Class Levenshtein


  • public class Levenshtein
    extends Object
    Uses LevenshteinDistance.apply(CharSequence, CharSequence) to calculate the edit distance between two strings. Provides useful helper methods to traverse a set of strings and select the most similar ones to a given input string.
    Author:
    Michel Kraemer
    • Constructor Detail

      • Levenshtein

        public Levenshtein()
    • Method Detail

      • findMinimum

        public static <T extends CharSequence> T findMinimum​(Collection<T> ss,
                                                             CharSequence t)
        Searches the given collection of strings and returns the string that has the lowest Levenshtein distance to a given second string t. If the collection contains multiple strings with the same distance to t only the first one will be returned.
        Type Parameters:
        T - the type of the strings in the given collection
        Parameters:
        ss - the collection to search
        t - the second string
        Returns:
        the string with the lowest Levenshtein distance
      • findMinimum

        public static <T extends CharSequenceCollection<T> findMinimum​(Collection<T> ss,
                                                                         CharSequence t,
                                                                         int n,
                                                                         int threshold)
        Searches the given collection of strings and returns a collection of at most n strings that have the lowest Levenshtein distance to a given string t.

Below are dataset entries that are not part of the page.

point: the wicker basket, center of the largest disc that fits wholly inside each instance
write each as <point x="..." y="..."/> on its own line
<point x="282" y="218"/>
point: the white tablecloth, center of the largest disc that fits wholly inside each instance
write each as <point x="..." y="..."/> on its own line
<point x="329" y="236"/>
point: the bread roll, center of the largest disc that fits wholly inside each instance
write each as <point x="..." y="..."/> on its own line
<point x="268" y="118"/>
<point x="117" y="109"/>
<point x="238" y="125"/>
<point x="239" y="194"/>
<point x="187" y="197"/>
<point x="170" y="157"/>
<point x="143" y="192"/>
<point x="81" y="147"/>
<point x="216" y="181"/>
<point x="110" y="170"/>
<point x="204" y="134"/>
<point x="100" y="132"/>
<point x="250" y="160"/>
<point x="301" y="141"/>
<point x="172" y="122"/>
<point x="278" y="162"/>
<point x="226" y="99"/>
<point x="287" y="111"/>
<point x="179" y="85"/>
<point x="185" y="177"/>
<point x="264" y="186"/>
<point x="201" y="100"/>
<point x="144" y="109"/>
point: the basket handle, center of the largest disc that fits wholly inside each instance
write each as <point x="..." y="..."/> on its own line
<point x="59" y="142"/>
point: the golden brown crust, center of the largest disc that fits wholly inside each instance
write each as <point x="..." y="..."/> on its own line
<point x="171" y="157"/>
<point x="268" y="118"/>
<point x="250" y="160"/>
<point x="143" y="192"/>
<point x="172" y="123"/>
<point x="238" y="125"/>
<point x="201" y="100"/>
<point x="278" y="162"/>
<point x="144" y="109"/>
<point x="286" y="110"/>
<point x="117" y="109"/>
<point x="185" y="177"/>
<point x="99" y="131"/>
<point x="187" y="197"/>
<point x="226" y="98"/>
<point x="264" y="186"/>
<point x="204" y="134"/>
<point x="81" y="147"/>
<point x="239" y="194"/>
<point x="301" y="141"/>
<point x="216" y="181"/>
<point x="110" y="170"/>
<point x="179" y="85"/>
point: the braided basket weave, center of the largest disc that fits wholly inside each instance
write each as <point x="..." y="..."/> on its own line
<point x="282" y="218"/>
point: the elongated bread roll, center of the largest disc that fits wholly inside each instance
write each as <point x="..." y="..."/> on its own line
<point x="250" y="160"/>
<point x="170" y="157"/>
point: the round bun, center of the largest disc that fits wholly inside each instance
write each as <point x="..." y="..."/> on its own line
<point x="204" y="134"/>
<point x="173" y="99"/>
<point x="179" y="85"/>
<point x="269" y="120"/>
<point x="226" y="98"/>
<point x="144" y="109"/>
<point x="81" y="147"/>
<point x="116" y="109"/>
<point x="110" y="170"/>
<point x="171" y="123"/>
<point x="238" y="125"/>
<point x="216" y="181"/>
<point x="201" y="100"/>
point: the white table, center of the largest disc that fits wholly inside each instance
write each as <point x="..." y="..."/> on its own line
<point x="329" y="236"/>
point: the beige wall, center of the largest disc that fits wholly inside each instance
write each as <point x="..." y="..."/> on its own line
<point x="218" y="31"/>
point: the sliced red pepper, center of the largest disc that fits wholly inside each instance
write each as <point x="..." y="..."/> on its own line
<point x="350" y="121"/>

The returned collection will be sorted according to the distance with the string with the lowest distance at the first position.
        Type Parameters:
        T - the type of the strings in the given collection
        Parameters:
        ss - the collection to search
        t - the string to compare to
        n - the maximum number of strings to return
        threshold - a threshold for individual item distances. Only items with a distance below this threshold will be included in the result.
        Returns:
        the strings with the lowest Levenshtein distance
      • findSimilar

        public static <T extends CharSequenceCollection<T> findSimilar​(Collection<T> ss,
                                                                         CharSequence t)
        Searches the given collection of strings and returns a collection of strings similar to a given string t. Uses reasonable default values for human-readable strings. The returned collection will be sorted according to their similarity with the string with the best match at the first position.
        Type Parameters:
        T - the type of the strings in the given collection
        Parameters:
        ss - the collection to search
        t - the string to compare to
        Returns:
        a collection with similar strings